Il est fort regrettable que les industriels commercialisant les EPO (Roche qui commercialise NeoRecormon®, Janssen-Cilag qui commercialise Eprex®, Amgen qui commercialise Aranesp®) n’aient pour l’instant pas jugé bon de poursuivre le développement des EPO dans le cadre de l’anémie liée à la ribavirine. Par cette absence de régularisation, ils favorisent le mauvais usage de leurs produits (pas de posologie optimale formellement définie), et surtout réduisent l’accès à l’EPO pour les personnes qui en ont réellement besoin.

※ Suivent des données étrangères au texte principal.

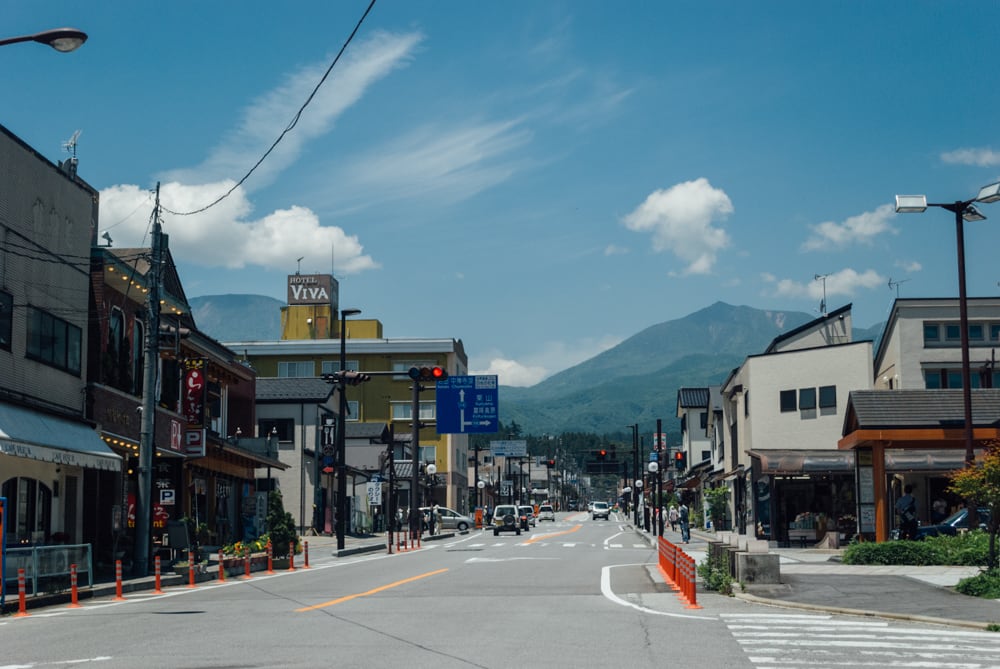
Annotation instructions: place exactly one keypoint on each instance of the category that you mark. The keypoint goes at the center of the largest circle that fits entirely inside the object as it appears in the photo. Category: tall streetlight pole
(341, 519)
(62, 40)
(964, 210)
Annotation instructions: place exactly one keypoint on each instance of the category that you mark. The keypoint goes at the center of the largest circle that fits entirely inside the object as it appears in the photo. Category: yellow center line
(347, 598)
(552, 534)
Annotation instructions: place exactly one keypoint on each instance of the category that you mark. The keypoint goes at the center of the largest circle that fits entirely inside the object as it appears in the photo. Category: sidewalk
(815, 579)
(320, 548)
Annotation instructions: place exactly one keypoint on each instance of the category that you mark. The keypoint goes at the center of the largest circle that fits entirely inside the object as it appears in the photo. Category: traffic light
(428, 373)
(680, 460)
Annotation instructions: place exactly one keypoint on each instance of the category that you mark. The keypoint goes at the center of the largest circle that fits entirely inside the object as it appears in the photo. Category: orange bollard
(74, 602)
(156, 570)
(22, 604)
(118, 581)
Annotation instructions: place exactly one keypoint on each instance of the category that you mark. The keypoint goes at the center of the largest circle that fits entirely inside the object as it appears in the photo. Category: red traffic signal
(428, 373)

Les prescripteurs qui souhaitent faire bénéficier de ce traitement à leurs patients se mettaient jusqu’à présent en effet "hors cadre", et le remboursement du traitement par les caisses de sécurité sociale pouvait être refusé.

Que permettra le PTT ?

L’Afssaps a été saisie de la question de la prescription des EPO dans l’anémie liée à la ribavirine, afin d’en déterminer le rapport bénéfices / risques. Les experts de l’Afssaps ont conclu au fait que cette prescription est jugée "acceptable" (rapport bénéfices / risques positif), si des recommandations de posologie sont respectées et si un suivi de sécurité est accepté.

En conséquence, l’Afssaps a élaboré un protocole thérapeutique temporaire (PTT) pour encadrer cette prescription.

Ce PTT permettra une prescription légale de l’EPO NeoRecormon® dans le cadre de l’anémie liée à la ribavirine.

Ce PTT n’est pas encore effectif, et ne devrait être libéré que début 2008. Sa durée est limitée à 4 ans, au terme desquels Roche est censé avoir établi les démarches nécessaires à une extension d’AMM. 

L’EPO, et notamment NeoRecormon®, est actuellement délivrée en pharmacie de ville.
Le PTT constitue un cadre de prescription applicable à l’EPO délivrée à l’hôpital. Pour que le PTT soit étendu au NeoRecormon® délivré en ville, la parution de textes réglementaires complémentaires est indispensable. La publication de ces textes est également prévue pour le début 2008.

Notes

[1Amgen commercialise Aranesp®, Janssen-Cilag commercialise Eprex® et Roche NeoRecormon®.